We have a leak in our roof. Insurance company sent an appraiser out to take a look. A week later they sent us a check for $12,000. A contractor I regularly use quoted me a price of $2,000 to do the repairs. I didn’t show him the quote sheet from the insurance company because I didn’t want him to know how much we received for the repairs, but I’m pretty confident he knows exactly what needs to be done to repair it correctly.
In the letter that has the estimate, it says I need to submit a receipt for the repair work done, but then I got the check shortly after the estimate arrived, so it seems as if they wouldn’t need a receipt now since they’ve already cut the check.
My question is, can my insurance company come back later and ask for extra money back in what they sent minus the actual repair cost? Or can I spend the extra money however I want?
The check is written to myself and the mortgage company.
Well, it seems that either they overpaid by accident, adding an extra zero, or that the check was for more than the roof repair – like inside water damage repair, as well.

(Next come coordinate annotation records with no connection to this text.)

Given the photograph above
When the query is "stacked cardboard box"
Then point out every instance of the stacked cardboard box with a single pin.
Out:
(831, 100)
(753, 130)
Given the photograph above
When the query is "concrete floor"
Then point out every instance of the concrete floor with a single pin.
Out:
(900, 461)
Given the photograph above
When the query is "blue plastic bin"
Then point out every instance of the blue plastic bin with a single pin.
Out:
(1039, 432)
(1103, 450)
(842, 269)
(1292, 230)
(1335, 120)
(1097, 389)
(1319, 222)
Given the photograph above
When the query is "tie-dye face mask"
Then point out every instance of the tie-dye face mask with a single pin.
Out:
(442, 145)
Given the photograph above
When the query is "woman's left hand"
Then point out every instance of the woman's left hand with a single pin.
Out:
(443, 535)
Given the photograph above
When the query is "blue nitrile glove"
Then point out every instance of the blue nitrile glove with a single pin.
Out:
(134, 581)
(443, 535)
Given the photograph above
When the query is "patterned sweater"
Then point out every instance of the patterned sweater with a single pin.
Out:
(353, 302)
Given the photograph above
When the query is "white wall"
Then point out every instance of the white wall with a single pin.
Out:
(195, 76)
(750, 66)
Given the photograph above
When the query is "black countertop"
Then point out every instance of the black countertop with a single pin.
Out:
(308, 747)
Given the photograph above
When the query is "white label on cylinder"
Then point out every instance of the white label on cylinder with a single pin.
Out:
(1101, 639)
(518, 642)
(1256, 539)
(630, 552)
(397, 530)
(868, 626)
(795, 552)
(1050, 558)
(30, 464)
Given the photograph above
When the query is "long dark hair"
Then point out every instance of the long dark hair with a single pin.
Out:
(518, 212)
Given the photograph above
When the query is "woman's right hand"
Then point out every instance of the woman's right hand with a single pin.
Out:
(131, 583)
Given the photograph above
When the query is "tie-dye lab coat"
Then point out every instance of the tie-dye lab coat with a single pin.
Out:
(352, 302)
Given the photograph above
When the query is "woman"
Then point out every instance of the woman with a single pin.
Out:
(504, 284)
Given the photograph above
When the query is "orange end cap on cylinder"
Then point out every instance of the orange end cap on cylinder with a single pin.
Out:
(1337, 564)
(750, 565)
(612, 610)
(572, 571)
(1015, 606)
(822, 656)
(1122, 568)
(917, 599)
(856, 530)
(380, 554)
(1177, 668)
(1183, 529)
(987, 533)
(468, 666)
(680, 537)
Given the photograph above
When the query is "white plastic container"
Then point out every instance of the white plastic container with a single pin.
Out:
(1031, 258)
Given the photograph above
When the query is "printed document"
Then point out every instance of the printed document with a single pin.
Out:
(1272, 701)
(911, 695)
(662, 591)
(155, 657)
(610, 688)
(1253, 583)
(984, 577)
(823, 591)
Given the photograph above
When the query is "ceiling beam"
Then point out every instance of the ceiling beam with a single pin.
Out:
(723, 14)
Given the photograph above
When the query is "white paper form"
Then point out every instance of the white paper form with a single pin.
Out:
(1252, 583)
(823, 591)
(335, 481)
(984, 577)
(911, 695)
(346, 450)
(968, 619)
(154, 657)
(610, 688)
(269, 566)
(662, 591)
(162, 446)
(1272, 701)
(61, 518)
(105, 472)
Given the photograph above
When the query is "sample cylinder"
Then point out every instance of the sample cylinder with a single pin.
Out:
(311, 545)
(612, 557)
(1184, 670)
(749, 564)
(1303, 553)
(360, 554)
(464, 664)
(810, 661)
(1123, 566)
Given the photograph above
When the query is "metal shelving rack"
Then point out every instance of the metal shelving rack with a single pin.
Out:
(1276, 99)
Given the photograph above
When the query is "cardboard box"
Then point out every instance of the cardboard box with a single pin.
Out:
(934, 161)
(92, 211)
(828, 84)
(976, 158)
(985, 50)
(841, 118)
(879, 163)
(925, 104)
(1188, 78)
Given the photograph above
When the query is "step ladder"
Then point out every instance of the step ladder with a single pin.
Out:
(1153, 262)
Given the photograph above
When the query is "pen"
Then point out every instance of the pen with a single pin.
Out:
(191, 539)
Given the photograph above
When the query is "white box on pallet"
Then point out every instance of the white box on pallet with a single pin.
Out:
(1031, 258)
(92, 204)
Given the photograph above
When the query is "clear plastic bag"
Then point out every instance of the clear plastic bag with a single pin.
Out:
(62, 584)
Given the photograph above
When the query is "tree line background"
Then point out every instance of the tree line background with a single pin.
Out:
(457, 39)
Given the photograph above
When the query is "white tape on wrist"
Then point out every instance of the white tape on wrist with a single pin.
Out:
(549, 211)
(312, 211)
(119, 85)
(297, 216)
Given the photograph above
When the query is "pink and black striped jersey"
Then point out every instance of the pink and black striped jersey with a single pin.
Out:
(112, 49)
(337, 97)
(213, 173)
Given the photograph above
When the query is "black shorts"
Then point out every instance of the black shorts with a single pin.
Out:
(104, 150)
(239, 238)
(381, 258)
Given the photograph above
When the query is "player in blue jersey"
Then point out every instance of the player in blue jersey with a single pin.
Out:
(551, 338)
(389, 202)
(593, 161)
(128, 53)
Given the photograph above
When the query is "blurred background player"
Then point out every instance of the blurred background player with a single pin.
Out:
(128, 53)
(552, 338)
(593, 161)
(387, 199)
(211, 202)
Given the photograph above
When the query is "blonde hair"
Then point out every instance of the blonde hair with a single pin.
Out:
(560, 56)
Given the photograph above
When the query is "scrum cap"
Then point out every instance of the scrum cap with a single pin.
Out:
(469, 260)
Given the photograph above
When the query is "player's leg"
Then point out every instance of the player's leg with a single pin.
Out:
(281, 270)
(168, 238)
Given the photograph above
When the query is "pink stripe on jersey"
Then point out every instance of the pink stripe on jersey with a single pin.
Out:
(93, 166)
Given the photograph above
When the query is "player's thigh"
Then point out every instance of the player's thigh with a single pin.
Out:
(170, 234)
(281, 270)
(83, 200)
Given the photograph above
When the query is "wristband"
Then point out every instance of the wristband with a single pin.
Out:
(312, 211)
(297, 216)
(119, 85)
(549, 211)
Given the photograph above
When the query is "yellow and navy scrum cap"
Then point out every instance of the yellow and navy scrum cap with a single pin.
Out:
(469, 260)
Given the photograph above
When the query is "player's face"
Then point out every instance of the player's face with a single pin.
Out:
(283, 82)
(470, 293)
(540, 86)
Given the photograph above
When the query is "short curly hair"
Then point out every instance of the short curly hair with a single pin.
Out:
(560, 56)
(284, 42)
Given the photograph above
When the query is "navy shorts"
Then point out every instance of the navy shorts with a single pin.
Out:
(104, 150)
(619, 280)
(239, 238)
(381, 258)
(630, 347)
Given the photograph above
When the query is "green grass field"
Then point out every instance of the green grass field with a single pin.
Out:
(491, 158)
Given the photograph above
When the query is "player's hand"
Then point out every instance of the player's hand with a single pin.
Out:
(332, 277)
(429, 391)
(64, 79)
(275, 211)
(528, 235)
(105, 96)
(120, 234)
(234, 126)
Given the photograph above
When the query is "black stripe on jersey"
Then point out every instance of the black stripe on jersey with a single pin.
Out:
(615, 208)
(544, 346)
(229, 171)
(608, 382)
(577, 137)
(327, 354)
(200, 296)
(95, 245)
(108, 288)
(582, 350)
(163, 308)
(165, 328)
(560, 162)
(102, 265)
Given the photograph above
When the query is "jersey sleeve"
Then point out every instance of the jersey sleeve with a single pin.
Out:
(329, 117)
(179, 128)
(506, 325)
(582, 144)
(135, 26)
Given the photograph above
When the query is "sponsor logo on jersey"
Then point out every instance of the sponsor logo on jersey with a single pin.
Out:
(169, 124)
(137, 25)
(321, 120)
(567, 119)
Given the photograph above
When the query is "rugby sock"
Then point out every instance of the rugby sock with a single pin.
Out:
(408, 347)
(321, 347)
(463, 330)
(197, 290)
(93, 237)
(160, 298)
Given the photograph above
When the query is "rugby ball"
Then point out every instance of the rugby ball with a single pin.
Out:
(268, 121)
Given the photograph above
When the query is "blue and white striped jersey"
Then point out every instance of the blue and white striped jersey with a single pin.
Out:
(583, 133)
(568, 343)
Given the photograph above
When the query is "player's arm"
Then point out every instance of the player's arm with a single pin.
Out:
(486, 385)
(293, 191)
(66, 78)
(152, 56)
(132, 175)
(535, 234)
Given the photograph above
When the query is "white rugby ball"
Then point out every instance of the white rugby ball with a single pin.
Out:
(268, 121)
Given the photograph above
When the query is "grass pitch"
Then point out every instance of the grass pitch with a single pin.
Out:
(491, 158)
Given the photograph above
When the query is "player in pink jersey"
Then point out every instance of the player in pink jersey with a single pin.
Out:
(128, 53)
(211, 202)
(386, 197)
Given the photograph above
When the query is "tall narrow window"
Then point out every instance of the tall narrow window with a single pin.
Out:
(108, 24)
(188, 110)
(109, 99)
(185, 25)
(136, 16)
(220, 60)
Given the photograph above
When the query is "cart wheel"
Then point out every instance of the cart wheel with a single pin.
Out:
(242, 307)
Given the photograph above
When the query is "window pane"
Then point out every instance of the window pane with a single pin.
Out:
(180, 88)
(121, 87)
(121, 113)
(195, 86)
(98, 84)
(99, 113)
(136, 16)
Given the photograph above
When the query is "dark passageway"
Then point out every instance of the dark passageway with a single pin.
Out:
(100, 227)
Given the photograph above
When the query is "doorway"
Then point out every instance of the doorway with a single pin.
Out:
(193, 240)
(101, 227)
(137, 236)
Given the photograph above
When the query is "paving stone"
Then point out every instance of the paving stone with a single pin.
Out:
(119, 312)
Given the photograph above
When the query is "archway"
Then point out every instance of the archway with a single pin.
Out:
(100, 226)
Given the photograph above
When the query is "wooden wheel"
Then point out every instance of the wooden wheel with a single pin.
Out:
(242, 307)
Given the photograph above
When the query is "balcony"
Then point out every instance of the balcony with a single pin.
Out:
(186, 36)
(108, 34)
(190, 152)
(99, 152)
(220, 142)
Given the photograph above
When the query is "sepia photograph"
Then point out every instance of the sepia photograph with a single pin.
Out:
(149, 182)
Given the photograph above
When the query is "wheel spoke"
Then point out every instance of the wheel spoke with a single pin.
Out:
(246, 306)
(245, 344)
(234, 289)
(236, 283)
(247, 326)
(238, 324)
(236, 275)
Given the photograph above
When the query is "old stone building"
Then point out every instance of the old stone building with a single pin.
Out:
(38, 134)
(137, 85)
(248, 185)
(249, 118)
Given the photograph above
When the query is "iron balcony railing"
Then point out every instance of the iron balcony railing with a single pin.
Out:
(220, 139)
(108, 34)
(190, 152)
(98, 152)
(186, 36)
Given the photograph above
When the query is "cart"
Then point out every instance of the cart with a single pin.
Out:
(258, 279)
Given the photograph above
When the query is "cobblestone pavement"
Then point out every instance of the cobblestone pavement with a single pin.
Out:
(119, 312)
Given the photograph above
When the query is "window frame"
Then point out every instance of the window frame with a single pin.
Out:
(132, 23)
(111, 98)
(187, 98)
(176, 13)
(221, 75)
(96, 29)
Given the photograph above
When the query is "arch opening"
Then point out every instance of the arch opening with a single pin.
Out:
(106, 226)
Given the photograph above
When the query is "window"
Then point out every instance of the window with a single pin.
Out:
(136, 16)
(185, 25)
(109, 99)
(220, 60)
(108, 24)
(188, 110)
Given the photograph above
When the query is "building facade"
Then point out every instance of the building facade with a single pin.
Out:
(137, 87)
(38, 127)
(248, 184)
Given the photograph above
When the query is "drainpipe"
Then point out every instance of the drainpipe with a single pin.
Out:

If it was an error, they can come back to you for it. If not, you can do whatever you want, IF you can get it from your mortgage company.
See, you can’t cash that check yourself. You have to sign it, and send it in to the mortgage company, who will pay the contractor as the job is completed.
The insurance company just wants to verify that the work is done.
But you need to be really, really sure, that what your contractor does, is ALL the work the insurance company paid for. Because I bet it isn’t!